Frontline Ltd. (“Frontline” or the “Company”) has agreed with Ship Finance International Limited (“Ship Finance”) to terminate the long term charter for the 1995 built Suezmax tanker Front Splendour, which has surveys due end this year. Ship Finance has simultaneously sold the vessel to an unrelated third party. The charter with Ship Finance is expected to terminate in the fourth quarter of 2015.
Frontline will receive a compensation payment of approximately $1.3 million from Ship Finance for the termination of the current charter.
Following this termination, the number of vessels on charter from Ship Finance will be reduced to 15 vessels, including 12 VLCCs and three Suezmax tankers.
September 22, 2015
The Board of Directors
Questions should be directed to:
Robert Hvide Macleod: CEO, Frontline Management AS
+47 23 11 40 00
Inger M. Klemp: CFO, Frontline Management AS
+47 23 11 40 00
Forward Looking Statements
This press release contains forward looking statements. These statements are based upon various assumptions, many of which are based, in turn, upon further assumptions, including Frontline management’s examination of historical operating trends. Although Frontline believes that these assumptions were reasonable when made, because assumptions are inherently subject to significant uncertainties and contingencies which are difficult or impossible to predict and are beyond its control, Frontline cannot give assurance that it will achieve or accomplish these expectations, beliefs or intentions.

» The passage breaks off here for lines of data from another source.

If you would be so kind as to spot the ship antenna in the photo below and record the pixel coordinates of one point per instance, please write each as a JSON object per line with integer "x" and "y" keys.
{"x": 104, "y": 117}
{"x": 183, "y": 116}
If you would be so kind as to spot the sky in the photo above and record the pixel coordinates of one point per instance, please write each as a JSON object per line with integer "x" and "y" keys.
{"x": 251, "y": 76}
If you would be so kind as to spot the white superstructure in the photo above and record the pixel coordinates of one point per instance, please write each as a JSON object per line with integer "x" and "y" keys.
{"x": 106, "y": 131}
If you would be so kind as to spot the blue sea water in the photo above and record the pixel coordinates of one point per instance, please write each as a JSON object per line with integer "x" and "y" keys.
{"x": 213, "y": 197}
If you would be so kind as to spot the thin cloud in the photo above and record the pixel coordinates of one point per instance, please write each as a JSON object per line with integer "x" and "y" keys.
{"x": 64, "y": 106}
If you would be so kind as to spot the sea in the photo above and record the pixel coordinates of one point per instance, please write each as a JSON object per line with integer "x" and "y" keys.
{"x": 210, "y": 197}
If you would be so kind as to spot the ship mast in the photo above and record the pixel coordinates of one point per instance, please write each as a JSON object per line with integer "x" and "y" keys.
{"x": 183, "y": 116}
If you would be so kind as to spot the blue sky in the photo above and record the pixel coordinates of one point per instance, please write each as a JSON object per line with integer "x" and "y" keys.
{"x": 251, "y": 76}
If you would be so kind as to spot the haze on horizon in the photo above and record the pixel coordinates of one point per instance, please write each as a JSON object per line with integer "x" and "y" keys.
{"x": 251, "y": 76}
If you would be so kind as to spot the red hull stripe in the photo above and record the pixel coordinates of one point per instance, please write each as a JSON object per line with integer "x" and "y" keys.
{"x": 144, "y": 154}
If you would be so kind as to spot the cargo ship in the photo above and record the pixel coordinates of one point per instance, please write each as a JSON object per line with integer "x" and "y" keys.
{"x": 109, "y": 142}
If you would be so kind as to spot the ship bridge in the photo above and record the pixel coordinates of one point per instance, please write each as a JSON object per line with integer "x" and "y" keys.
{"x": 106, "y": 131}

Important factors that, in the Company’s view, could cause actual results to differ materially from those discussed in this press release include the strength of world economies and currencies, general market conditions including fluctuations in charter hire rates and vessel values, changes in demand in the tanker market as a result of changes in OPEC’s petroleum production levels and world wide oil consumption and storage, changes in the Company’s operating expenses including bunker prices, dry-docking and insurance costs, changes in governmental rules and regulations or actions taken by regulatory authorities, potential liability from pending or future litigation, general domestic and international political conditions, potential disruption of shipping routes due to accidents or political events, and other important factors described from time to time in the reports filed by the Company with the United States Securities and Exchange Commission.
Important Information For Investors And Shareholders
This communication does not constitute an offer to sell or the solicitation of an offer to buy any securities or a solicitation of any vote or approval. In connection with the proposed transaction between Frontline and Frontline 2012, Frontline will file relevant materials with the Securities and Exchange Commission (the “SEC”), including a registration statement of Frontline on Form F-4 that will include a joint proxy statement of Frontline 2012 and Frontline that also constitutes a prospectus of Frontline, and the joint proxy statement/prospectus will be mailed to shareholders of Frontline 2012 and Frontline. INVESTORS AND SECURITY HOLDERS OF FRONTLINE 2012 AND FRONTLINE ARE URGED TO READ THE JOINT PROXY STATEMENT/PROSPECTUS AND OTHER DOCUMENTS THAT WILL BE FILED WITH THE SEC CAREFULLY AND IN THEIR ENTIRETY WHEN THEY BECOME AVAILABLE BECAUSE THEY WILL CONTAIN IMPORTANT INFORMATION. Investors and security holders will be able to obtain free copies of the registration statement and the joint proxy statement/prospectus (when available) and other documents filed with or furnished to the SEC by Frontline through the website maintained by the SEC at http://www.sec.gov. Copies of the documents filed with or furnished to the SEC by Frontline will be available free of charge on Frontline’s website at http://www.frontline.bm. Additional information regarding the participants in the proxy solicitations and a description of their direct and indirect interests, by security holdings or otherwise, will be contained in the joint proxy statement/prospectus and other relevant materials to be filed with or furnished to the SEC when they become available.